Verschiedene Coachingmethoden wurden durch unsere Referentinnen und Referenten vorgestellt und verdeutlichten mögliche Vorgehensweise in einem Coaching.
Zielsetzungen und Anlässe
Derartige Coachingprozesse zielen im Regelfall darauf ab,
- Führungs- und Entscheidungsverhalten zu verbessern,
- die Lebensqualität zu erhöhen und für eine Erleichterung im Arbeitsleben zu sorgen,
- die persönliche Reflexionsfähigkeit zu verbessern,
- verschiedene Verhaltensmuster zu erkennen und bewusst zu steuern
- und das Selbstmanagement zu optimieren.
Anlass von Coachees in der Polizei, sich von einem Coach oder einer Coachin unterstützen zu lassen, waren Themen wie z.B.
- Konflikte im Team
- Gespräche mit schwierigen Mitarbeitenden oder Vorgesetzen und die Vor-, Nachbereitung
- Unzufriedenheit mit gelebter Führungskultur
- Umgang mit Enttäuschungen oder Kränkungen
- Aushalten der Sandwichposition
- Aushalten der Schwerfälligkeit der Organisation
- Übernahme neuer/erster Führungsfunktionen
- Selbstorganisation bei (zu) vielen zeitgleichen Aufgaben
- Fachfremde Entscheidungen
- Um- und Neuorganisation eines Arbeitsbereiches
- Work-Life-Balance
- Persönliche Werte und Führung
- Persönliche Entwicklungsarbeit
- Karriereplanung
Viele dieser Themenfelder sind mir persönlich in meinen mittlerweile mehr als 40 Jahren in der Polizei selbst begegnet und ich gebe zu, ich wäre froh gewesen, einen Coach oder eine Coachin ab und zu an meiner Seite gehabt zu haben.
Vorurteile noch immer eine Herausforderung
Dankenswerter Weise stellten sich zwei Coachees im Seminar den Fragen der Teilnehmenden und schilderten ihr eigenes Erleben.
Während diese beiden sehr offen mit ihren Erfahrungen, die durchweg positiv waren, umgingen, scheint es nach wie vor noch nicht selbstverständlich in unserer Organisation zu sein, proaktiv damit umzugehen, dass man sich coachen lässt.
Typischerweise gilt in individualistischen Kulturen wie der unseren scheinbar nach wie vor, wer sich coachen lässt, hat ein Problem und wenn er sich zur Lösung des Problems Unterstützung sucht, ist die Person nicht kompetent und kann keine gute Führungskraft sein.
Umgekehrt wird eher ein Schuh daraus, nur wer sich als Führungskraft fortwährend weiterentwickelt und reflektiert, ist in der Lage eine wirklich professionelle Führungskraft zu werden oder zu sein.
In der freien Wirtschaft ist es für Führungskräfte schon seit Jahren geübte Praxis sich von einem Coach oder einer Coachin in der eigenen beruflichen Tätigkeit unterstützen zu lassen.

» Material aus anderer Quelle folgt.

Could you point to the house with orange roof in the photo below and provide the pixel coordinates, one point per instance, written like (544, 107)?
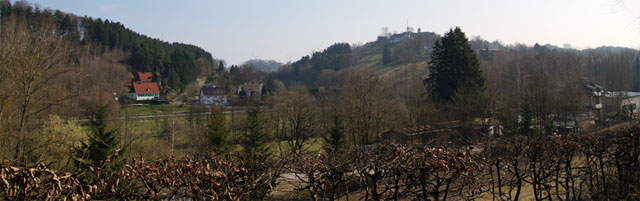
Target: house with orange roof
(144, 91)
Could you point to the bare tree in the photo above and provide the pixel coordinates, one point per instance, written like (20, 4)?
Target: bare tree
(31, 61)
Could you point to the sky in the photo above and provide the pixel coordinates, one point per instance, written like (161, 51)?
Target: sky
(285, 30)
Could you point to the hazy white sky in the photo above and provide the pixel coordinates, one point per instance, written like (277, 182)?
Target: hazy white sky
(283, 30)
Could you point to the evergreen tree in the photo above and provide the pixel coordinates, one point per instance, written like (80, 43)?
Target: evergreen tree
(526, 120)
(335, 140)
(102, 143)
(453, 66)
(217, 132)
(220, 67)
(254, 138)
(386, 55)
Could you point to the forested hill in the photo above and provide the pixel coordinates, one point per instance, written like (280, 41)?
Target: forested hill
(177, 63)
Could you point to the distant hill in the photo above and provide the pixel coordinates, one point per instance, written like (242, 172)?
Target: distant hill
(264, 65)
(177, 63)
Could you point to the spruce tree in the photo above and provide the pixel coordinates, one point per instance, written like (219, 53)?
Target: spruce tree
(335, 140)
(254, 139)
(217, 132)
(220, 67)
(101, 145)
(526, 120)
(386, 55)
(453, 66)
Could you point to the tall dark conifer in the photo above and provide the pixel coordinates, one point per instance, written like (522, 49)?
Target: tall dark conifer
(102, 143)
(386, 55)
(453, 66)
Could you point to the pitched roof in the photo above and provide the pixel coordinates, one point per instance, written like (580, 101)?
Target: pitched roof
(213, 91)
(145, 88)
(145, 76)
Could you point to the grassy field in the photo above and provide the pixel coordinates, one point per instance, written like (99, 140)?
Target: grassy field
(155, 109)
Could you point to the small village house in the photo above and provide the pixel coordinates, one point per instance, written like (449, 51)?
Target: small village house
(145, 91)
(250, 89)
(144, 88)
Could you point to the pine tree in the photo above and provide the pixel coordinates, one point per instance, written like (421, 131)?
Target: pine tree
(220, 67)
(335, 140)
(217, 132)
(453, 66)
(386, 55)
(254, 138)
(101, 149)
(526, 120)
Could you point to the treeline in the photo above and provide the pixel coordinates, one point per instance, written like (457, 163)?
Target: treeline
(305, 70)
(179, 64)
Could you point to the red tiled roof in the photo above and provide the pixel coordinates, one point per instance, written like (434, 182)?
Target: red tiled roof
(213, 91)
(145, 76)
(145, 88)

Diese Angebote werden häufig standardmäßig von Firmen für ihre Führungskräfte angeboten oder aus der eigenen Tasche bezahlt. [K1]
Es wäre sicherlich ein Gewinn für unsere Organisation, wenn mehr Führungskräfte Erfahrungen im Zusammenhang mit Coaching machen dürften und insbesondere Führungskräfte in höchsten Spitzenämtern offen damit umgehen und für diese Maßnahme werben würden.

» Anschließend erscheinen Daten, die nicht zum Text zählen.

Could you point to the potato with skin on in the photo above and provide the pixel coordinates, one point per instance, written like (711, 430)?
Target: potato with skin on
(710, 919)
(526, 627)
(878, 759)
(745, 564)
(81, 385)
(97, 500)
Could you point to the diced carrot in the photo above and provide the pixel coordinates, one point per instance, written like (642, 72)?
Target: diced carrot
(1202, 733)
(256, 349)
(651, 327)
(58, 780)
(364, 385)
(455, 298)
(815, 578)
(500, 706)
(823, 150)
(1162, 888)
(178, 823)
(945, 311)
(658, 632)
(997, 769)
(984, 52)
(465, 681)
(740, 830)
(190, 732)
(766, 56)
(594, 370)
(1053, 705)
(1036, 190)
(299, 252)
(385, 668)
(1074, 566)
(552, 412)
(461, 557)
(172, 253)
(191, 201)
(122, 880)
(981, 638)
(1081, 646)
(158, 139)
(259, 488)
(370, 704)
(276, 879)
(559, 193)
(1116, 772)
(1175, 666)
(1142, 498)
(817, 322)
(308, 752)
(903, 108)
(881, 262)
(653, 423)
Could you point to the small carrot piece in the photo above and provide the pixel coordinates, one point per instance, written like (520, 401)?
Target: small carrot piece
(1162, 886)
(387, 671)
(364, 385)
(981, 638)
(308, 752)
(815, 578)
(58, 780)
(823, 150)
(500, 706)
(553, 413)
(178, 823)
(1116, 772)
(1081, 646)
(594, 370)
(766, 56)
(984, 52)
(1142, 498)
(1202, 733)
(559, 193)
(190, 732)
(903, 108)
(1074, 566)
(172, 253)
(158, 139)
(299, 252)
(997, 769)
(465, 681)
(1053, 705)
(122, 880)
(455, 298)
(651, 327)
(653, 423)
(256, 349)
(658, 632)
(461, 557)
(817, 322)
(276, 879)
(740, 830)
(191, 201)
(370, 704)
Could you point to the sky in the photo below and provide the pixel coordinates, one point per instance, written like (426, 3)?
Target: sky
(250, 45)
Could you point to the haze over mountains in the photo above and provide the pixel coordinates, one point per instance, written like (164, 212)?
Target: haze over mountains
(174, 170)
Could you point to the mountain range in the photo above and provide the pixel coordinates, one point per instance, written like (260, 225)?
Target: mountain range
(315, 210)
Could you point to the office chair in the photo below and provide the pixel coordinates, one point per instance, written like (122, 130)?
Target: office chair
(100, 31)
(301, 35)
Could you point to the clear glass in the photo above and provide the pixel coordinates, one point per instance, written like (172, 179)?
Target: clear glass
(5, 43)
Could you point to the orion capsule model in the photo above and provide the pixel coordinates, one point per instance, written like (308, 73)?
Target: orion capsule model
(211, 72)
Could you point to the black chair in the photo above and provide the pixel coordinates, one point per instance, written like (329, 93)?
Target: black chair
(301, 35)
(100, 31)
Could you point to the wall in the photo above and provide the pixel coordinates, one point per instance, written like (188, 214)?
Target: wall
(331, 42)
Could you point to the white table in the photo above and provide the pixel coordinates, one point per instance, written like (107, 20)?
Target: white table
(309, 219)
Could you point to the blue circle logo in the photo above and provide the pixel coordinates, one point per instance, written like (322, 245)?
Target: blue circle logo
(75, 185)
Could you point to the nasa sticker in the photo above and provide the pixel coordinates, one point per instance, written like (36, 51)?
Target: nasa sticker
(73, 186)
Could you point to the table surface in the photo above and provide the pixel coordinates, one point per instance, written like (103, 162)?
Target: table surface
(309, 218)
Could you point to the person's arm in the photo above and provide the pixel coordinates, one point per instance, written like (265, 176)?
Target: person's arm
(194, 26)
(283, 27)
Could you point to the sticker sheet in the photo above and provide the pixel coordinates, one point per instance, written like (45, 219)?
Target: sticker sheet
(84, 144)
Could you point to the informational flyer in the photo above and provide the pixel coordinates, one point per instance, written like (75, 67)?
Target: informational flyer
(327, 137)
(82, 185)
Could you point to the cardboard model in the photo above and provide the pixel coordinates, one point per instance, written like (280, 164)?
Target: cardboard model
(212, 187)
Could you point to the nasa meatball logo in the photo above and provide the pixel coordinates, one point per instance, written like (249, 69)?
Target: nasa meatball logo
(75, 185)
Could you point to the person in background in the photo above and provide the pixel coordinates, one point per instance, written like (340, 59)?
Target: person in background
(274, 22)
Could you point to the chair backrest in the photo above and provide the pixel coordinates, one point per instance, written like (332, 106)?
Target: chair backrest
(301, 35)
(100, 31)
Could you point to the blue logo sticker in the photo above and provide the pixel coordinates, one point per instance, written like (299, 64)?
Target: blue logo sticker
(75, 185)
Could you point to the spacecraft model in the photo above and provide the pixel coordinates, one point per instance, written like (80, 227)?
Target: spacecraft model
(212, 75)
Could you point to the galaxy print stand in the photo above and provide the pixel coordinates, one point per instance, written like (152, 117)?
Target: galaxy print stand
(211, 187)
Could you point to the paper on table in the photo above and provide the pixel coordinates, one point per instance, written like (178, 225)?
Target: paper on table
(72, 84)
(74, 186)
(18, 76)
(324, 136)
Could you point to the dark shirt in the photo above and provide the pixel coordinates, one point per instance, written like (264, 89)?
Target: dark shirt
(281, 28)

Coaching: eine Möglichkeit für professionelle Führungsarbeit in der Polizei
Langfristig würde ich mir wünschen, dass Coaching – trotz oder gerade wegen der aktuell angespannten Haushaltslage – als Angebot in allen Bundesländern und Behörden implementiert wird.
Coaching ist dabei „nur“ eine Unterstützungsmaßnahme. Diese sollte mit den anderen Methoden, wie z. B. Supervision, Mentoring, Kollegiale Beratung oder Konfliktberatung kombiniert werden. Jede dieser Unterstützungsmaßnahme bietet andere Ansätze und hat andere Möglichkeiten aber auch Grenzen.

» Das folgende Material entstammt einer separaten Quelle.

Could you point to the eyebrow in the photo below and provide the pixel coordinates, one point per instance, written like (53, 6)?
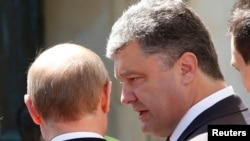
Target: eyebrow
(126, 73)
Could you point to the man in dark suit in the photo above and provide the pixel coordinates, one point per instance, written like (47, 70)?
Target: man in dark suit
(168, 67)
(68, 94)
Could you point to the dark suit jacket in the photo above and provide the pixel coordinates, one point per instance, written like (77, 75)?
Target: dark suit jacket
(231, 110)
(87, 139)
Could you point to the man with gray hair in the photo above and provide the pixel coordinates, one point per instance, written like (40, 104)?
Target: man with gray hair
(168, 67)
(68, 94)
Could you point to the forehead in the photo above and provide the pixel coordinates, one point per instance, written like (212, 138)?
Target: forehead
(131, 59)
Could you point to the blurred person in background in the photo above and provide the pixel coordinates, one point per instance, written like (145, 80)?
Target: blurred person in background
(239, 27)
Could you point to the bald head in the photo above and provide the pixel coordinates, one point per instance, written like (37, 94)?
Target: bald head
(65, 82)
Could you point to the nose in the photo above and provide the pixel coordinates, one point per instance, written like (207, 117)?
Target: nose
(127, 95)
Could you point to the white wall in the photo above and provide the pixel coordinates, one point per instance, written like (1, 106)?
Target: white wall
(215, 14)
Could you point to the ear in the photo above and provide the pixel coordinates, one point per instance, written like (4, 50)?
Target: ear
(188, 65)
(105, 99)
(32, 110)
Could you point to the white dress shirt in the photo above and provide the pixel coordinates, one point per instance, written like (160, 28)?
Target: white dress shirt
(198, 108)
(75, 135)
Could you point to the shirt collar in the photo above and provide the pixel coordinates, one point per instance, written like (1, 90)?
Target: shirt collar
(73, 135)
(198, 108)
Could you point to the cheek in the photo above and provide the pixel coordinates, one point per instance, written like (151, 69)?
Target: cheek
(246, 80)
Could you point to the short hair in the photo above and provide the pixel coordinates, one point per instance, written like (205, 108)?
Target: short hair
(239, 27)
(65, 82)
(169, 28)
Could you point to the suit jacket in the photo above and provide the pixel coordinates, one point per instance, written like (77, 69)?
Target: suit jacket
(87, 139)
(230, 110)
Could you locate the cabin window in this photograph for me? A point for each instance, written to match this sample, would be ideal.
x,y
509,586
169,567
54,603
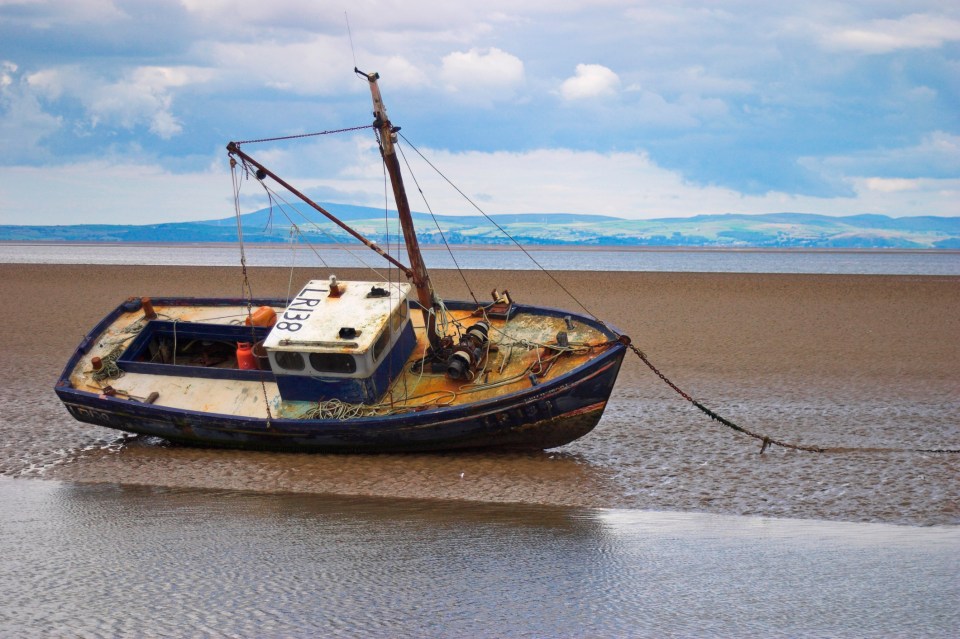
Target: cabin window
x,y
381,343
333,363
398,316
290,361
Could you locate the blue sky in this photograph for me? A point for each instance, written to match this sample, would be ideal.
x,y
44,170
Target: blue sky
x,y
118,111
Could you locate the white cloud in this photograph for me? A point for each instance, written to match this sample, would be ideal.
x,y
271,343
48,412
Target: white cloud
x,y
590,81
916,31
23,122
143,96
109,192
628,185
490,73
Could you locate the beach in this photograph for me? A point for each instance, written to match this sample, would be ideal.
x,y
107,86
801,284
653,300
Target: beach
x,y
659,523
865,363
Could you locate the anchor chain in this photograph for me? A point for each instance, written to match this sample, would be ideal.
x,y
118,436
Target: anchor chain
x,y
767,441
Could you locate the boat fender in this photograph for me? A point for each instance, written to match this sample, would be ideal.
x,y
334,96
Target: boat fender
x,y
460,366
245,359
263,316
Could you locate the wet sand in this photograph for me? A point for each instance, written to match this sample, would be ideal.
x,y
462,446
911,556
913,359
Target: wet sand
x,y
866,362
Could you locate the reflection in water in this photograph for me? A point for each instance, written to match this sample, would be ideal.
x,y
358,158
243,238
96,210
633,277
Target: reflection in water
x,y
109,560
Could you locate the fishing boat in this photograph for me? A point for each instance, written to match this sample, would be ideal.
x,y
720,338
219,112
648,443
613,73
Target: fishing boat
x,y
346,366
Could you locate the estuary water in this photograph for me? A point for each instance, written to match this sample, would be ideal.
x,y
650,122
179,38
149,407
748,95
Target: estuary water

Eine professionelle Polizei, die sich den aktuellen und zukünftigen Herausforderungen stellen will, muss bestrebt sein, ihren Führungskräften und Mitarbeitenden jede erdenkliche Unterstützung zu geben, damit diese die Herausforderungen, die zukünftig aus meiner Wahrnehmung heraus mit weniger Vollzeiteinheiten, unter Einsatz von KI und Technik und auf der Grundlage einer Aufgabenkritik in Angriff genommen werden müssen, erfolgreich bewältigen können.